I can show you intuitively where the result comes from. In the case where $f:U \subset \mathbb{R} \to \mathbb{R}$, we know that the derivative of $f$ at some $p \in U$ satisfies,
$$\lim_{h \to 0} \ \frac{f(p+h)- f(p) - f'(a)h}{h} = 0$$
i.e $d_pf(h):=f'(a)h$ is a linear map which takes vectors in $\mathbb{R}$ to vectors in $\mathbb{R}$. The definition of vector in $\mathbb{R}$ isn't geometrically appealing since vectors are just points. This is since $h-0$ which is defined to be the vector extending from $0$ to $h$, is just $h$. Hence, when transitioning to higher dimensions, we will say that $f: U \subset\mathbb{R}^n \to \mathbb{R}^m$ is differentiable at $p \in U$ if there exists a linear map $d_pf$ such that:
$$\lim_{h \to 0} \ \frac{\|f(p+h) - f(p) - d_pf(h)\|}{\|h\|} = 0$$
i.e since $v=f(p+h) - f(p)$ is a vector between $f(p)$ and $f(p+h)$, the above definition shows that $d_pf(h)$ (if it exists) is extremely close to the vector $v$ at $f(p)$. Let us now transition back to the derivative in the one variable case.
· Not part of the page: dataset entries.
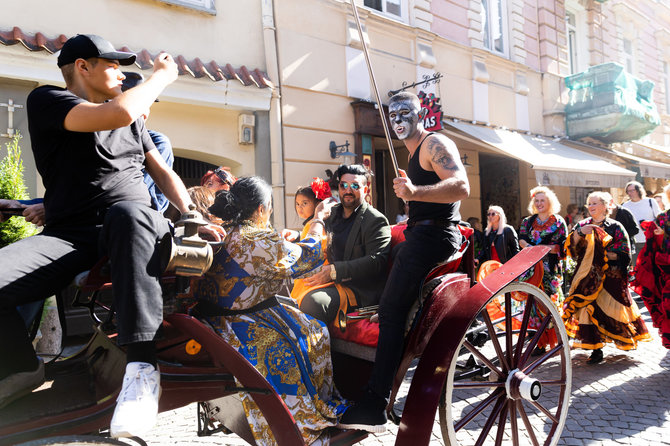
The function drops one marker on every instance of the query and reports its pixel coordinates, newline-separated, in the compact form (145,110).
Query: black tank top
(421,210)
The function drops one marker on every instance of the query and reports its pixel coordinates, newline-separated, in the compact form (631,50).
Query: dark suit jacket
(365,264)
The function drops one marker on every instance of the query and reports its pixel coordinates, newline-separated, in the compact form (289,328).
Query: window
(494,26)
(628,55)
(390,7)
(201,5)
(571,24)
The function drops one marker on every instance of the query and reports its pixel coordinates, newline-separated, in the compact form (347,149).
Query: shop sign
(433,120)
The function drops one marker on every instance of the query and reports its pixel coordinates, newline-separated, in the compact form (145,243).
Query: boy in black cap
(90,144)
(158,200)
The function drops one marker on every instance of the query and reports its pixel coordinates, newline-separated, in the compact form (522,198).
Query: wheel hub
(519,385)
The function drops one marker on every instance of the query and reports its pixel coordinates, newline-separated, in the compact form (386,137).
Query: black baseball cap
(85,46)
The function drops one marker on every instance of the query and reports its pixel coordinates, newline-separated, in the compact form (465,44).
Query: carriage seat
(359,339)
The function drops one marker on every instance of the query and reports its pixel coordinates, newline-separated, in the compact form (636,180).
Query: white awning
(648,168)
(555,164)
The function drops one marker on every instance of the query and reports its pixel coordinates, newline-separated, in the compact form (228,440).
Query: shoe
(368,414)
(19,384)
(137,405)
(596,357)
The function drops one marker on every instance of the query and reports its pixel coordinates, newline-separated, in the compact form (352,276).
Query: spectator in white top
(642,208)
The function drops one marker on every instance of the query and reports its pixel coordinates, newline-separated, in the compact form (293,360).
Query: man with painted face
(434,184)
(358,252)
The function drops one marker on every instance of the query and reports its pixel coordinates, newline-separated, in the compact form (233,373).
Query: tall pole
(380,107)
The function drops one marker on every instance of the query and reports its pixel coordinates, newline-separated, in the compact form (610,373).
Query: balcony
(609,104)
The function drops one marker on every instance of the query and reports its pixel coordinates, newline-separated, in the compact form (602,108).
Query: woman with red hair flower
(306,200)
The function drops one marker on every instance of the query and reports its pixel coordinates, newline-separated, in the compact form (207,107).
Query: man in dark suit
(358,251)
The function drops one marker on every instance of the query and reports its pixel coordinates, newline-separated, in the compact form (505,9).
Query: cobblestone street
(621,401)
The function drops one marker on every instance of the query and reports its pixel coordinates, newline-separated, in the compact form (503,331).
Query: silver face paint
(404,117)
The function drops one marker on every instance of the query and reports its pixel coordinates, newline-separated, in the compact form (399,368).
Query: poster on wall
(433,120)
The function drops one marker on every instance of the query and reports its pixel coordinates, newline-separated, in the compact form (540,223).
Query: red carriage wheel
(517,398)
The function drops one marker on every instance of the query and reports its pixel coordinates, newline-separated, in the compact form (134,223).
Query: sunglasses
(225,176)
(354,186)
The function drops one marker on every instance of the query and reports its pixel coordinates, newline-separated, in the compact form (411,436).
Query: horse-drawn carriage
(476,371)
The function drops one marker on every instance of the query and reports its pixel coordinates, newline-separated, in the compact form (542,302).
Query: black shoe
(368,414)
(596,357)
(20,384)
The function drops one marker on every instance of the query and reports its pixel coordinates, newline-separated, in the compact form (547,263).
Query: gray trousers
(37,267)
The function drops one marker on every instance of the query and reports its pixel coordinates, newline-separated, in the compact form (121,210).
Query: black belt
(432,222)
(206,308)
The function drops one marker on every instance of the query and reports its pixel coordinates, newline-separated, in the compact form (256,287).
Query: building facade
(222,89)
(502,90)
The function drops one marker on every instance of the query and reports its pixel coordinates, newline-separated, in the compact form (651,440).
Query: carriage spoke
(533,342)
(526,422)
(508,328)
(529,369)
(501,422)
(545,411)
(512,421)
(477,384)
(530,302)
(482,358)
(478,409)
(494,341)
(491,419)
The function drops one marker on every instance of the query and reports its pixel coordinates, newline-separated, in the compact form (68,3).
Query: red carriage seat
(362,332)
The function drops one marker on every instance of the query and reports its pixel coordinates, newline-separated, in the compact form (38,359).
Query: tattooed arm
(440,156)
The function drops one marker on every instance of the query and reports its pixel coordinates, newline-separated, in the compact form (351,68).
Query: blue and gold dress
(289,348)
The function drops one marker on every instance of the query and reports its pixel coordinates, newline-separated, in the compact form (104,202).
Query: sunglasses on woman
(354,186)
(225,176)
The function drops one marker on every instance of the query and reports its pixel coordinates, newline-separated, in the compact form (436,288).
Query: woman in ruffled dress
(545,227)
(290,348)
(652,271)
(599,308)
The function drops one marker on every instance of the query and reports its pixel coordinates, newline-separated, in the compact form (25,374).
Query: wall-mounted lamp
(343,151)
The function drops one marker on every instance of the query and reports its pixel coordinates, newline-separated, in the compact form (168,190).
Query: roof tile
(194,67)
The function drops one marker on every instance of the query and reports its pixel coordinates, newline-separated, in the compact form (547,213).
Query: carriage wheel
(519,398)
(83,440)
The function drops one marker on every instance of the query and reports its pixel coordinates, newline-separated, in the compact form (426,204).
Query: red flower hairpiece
(321,189)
Observe that we can $\phi:(-\epsilon, \epsilon) \to U \subset \mathbb{R}$ to be a smooth map with $\phi(0) = p$ and $\phi'(0) = h$ then by the chain rule;
$$d_pf(h) = \frac{d}{dt}\Bigr|_{t=0} (f \circ \phi)(t) = f'(p) \cdot \phi'(0) = f'(p) h$$
i.e the vector $h \mapsto (f \circ \phi)'(0):=d_pf(h)$. To stumble upon the derivative of $f: \mathbb{R}^n \to \mathbb{R}^m$, let us suppose that $d_pf$ is derived in the same fashion. Hence, we will define $d_pf(w) = (f \circ \phi)'(0)$ where $\phi:(-\epsilon, \epsilon) \to U \subset \mathbb{R}^n, \phi(0) = p, \phi'(0) = w$. For simplicity, let us take $n = 2, m = 3$. I will show you that $d_pf$ is independent of choice $\phi$ and it is actually a linear map.
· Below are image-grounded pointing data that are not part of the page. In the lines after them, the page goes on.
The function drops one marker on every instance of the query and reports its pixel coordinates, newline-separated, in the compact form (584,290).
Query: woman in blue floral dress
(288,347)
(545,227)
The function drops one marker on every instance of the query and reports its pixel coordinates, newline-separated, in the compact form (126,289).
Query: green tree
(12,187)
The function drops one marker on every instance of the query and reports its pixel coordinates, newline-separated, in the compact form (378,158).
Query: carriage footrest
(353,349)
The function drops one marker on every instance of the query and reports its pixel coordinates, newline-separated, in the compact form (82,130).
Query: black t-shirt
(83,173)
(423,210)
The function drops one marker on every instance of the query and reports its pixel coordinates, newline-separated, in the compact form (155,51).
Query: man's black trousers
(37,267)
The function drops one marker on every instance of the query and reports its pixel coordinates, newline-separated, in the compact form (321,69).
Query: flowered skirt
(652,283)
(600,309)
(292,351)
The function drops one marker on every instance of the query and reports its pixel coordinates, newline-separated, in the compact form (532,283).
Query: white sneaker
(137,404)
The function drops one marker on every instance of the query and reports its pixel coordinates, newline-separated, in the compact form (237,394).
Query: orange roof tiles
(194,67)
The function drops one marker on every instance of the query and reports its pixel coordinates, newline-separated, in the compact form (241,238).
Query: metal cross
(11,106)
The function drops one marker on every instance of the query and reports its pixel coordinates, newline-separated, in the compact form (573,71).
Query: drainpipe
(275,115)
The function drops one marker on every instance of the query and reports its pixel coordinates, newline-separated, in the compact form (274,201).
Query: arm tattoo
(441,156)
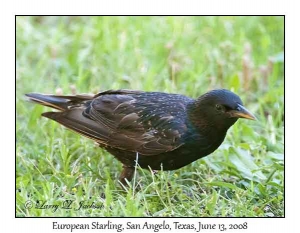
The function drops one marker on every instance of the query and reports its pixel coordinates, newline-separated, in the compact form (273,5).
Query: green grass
(187,55)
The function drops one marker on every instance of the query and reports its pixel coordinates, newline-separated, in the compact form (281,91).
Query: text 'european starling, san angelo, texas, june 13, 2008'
(154,129)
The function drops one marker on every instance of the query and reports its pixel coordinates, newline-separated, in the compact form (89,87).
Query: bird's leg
(126,174)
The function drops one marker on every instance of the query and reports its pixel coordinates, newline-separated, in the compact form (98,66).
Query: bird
(157,130)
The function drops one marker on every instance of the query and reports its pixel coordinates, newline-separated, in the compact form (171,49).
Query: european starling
(166,131)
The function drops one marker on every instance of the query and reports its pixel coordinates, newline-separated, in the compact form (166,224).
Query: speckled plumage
(167,131)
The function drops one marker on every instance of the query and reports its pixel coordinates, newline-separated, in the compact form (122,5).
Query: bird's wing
(139,122)
(144,122)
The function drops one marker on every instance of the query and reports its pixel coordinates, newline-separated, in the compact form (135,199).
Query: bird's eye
(218,107)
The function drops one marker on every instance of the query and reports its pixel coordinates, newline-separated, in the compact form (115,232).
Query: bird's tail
(58,102)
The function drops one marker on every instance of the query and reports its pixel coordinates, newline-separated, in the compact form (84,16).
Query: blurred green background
(186,55)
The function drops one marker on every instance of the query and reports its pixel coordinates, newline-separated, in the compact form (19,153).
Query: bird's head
(219,108)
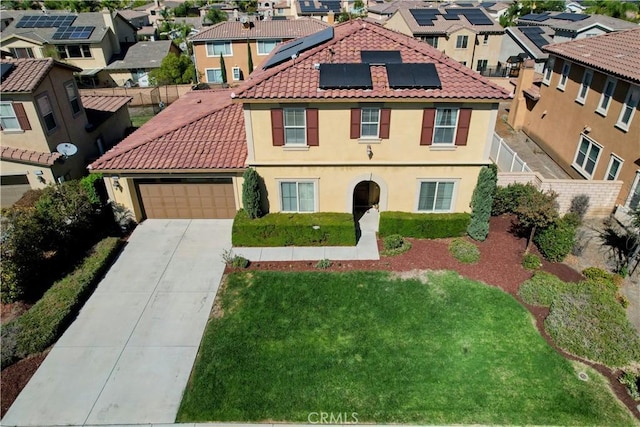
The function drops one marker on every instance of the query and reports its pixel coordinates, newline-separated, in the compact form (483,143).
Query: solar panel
(406,76)
(380,57)
(345,76)
(300,45)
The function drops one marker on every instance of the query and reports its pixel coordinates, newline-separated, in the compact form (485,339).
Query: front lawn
(283,345)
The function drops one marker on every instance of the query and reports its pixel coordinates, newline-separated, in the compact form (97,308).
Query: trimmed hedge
(293,229)
(424,226)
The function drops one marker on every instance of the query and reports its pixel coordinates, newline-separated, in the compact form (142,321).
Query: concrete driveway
(128,356)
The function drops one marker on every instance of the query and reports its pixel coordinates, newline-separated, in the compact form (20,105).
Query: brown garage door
(188,200)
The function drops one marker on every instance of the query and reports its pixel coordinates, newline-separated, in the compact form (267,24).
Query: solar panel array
(298,46)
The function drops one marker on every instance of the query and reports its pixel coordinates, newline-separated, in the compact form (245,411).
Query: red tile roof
(105,102)
(300,80)
(616,53)
(29,156)
(27,74)
(201,130)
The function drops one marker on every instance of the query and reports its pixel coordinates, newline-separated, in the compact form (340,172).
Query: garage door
(188,200)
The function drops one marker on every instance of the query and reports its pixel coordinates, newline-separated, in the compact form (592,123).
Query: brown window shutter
(385,122)
(21,115)
(428,120)
(277,127)
(356,115)
(463,126)
(312,127)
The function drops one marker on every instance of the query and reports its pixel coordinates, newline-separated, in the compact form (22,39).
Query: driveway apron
(127,357)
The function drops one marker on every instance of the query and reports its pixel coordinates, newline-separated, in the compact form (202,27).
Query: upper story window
(628,108)
(605,98)
(584,87)
(217,48)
Let $(u,v)$ be the coordinates in $\mathbb{R}^2$ and $(x,y,z)$ coordinates in $\mathbb{R}^3$. Finally, let $e_1 = (1,0), e_2 = (0,1)$ denote the basis in $\mathbb{R}^2$ and $f_1 = (1,0,0), f_2 = (0,1,0)$ and $f_3 = (0,0,1)$ be the basis in $\mathbb{R}^3$. Then given $\alpha:(-\epsilon, \epsilon) \to U$, we can write $\alpha(t) = (u(t), v(t))$ and so we have $\alpha'(0) = u'(0)e_1 + v'(0)e_2 = w$. Since we have $f(u,v) = (x(u,v),y(u,v), z(u,v))$ then:
$$(f \circ \alpha)(t) = (x(u(t),v(t)), y(u(t),v(t)), z(u(t), v(t)))$$
Thus, using the chain rule and taking derivatives at $t= 0$ we get:
$$ (f \circ \alpha)'(0) = \left(\frac{\partial x}{\partial u} \frac{du}{dt} +\frac{\partial x}{\partial v} \frac{dv}{dt}\right) f_1+ \left(\frac{\partial y}{\partial u} \frac{du}{dt} +\frac{\partial y}{\partial v} \frac{dv}{dt}\right) f_2+\left(\frac{\partial z}{\partial u} \frac{du}{dt} +\frac{\partial z}{\partial v} \frac{dv}{dt}\right) f_3$$
$$\hspace{-2.2in} =\begin{pmatrix} \dfrac{\partial x}{\partial u} & \dfrac{\partial x}{\partial v} \\ \\ \dfrac{\partial y}{\partial u} & \dfrac{\partial y}{\partial v} \\ \\ \dfrac{\partial z}{\partial u} & \dfrac{\partial z}{\partial v} \end{pmatrix} \begin{pmatrix} \dfrac{du}{dt} \\ \\ \dfrac{dv}{dt} \end{pmatrix} = d_pf (w)$$
It is up to you now to show that $d_pf$ satisfies the limit definition. My last remark is that by definition, $d_pf$ becomes the unique linear map with property satisfying the limit condition. I hope this helped.